Comparing predicting binding across different groups of glycans

It may also be useful to use generated models to examine which lectins can distinguish different groups of glycans (e.g. glycans that are present on different types of cell). To do this, we can use the ccarl binding-overlap tool to cross-tabulate predicted binding and some other categorical class associated with individual glycans. In this (contrived) example, we have a number of glycans which are present on 3 different cell types, provided in ./tests/test_data/predict_overlap_test.csv. We use a previously generated Concanavalin A model to assess whether the Concanavalin A lectin may be useful for distinguishing between cell types.

ccarl binding-overlap ./tests/test_data/predict_overlap_test.csv --models ConA.results.model.pkl

Output:

----Predicted binding cross-tab for model ConA.results.model.pkl----

Predicted Binder  False  True 
Class                         
Cell 1                7     73
Cell 2              185      3
Cell 3                6      1

Ideally, we would want Concanavalin A to recognise some glycans in Cell 1, and none in Cell 2 or 3.
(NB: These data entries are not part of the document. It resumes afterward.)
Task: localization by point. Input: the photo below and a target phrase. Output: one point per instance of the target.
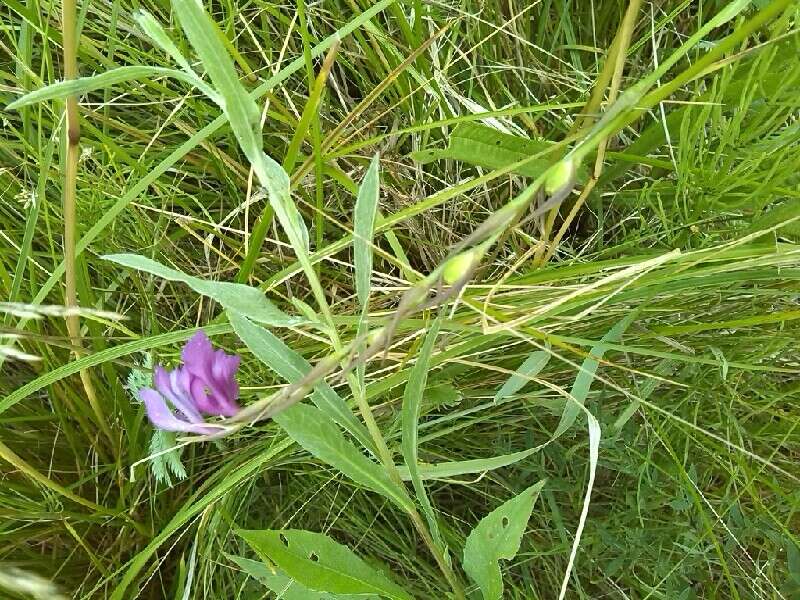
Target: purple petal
(160, 415)
(213, 386)
(174, 387)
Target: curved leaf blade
(498, 535)
(287, 363)
(317, 562)
(363, 229)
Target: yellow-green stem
(72, 139)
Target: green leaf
(291, 366)
(443, 395)
(237, 297)
(447, 470)
(243, 116)
(153, 29)
(777, 215)
(363, 228)
(284, 586)
(529, 368)
(241, 110)
(319, 435)
(82, 85)
(498, 535)
(580, 387)
(317, 562)
(274, 178)
(412, 401)
(487, 147)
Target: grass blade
(237, 297)
(363, 229)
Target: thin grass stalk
(72, 155)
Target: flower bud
(458, 266)
(559, 176)
(374, 336)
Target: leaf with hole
(319, 563)
(498, 535)
(283, 586)
(318, 434)
(586, 375)
(237, 297)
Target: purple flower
(206, 383)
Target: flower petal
(159, 414)
(173, 385)
(213, 387)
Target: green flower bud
(559, 176)
(458, 266)
(375, 336)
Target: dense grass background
(697, 483)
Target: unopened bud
(461, 264)
(559, 175)
(374, 336)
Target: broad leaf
(319, 435)
(243, 116)
(284, 586)
(487, 147)
(291, 366)
(529, 368)
(241, 110)
(363, 227)
(498, 535)
(237, 297)
(319, 563)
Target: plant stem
(72, 154)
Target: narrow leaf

Note that the ccarl binding-overlap tool can take multiple models. A handy way to cross-tabulate against a large number of pre-generated models is to make use of bash wildcard expansion (the following command assumes your models are stored in a directory called model_dir):

ccarl binding-overlap ./tests/test_data/predict_overlap_test.csv --models model_dir/*.pkl

When used with multiple models, the binding-overlap tool will also provide cross-tabulation for all combinations of models, which can be useful if you are considering a combination of lectins to distinguish different cell types.

Citing

If you use this tool in any of your work, please cite:

Coff, L., Chan, J., Ramsland, P.A., Guy, A.J. Identifying glycan motifs using a novel subtree mining approach. BMC Bioinformatics 21, 42 (2020). https://doi.org/10.1186/s12859-020-3374-4

Array Versions

If you are using an array version that is not currently supported by CCARL, you can either skip the cleaning step (only recommended if you are confident that all glycan strings in the dataset can be parsed) or add a new array version to the repo. If you would like to add a new version to the repo (recommended), the first step is to make sure that all the strings in the array version can be parsed, and to fix those that can't. You can check whether a glycan string can by parsed by using the CFGGlycanParser.string_to_graph() method located at ccarl/glycan_parsers.cfg_parser.CFGGlycanParser. See example script for adding new glycan array versions at Scripts/generate_new_glycan_array_version.py. If some glycan strings are failing, you will need to fix those, manually and then generate a new array version file. New glycan arrays should be added to Data/CFG_Array_Versions and ccarl/glycan_parsers/CFG_Array_Versions.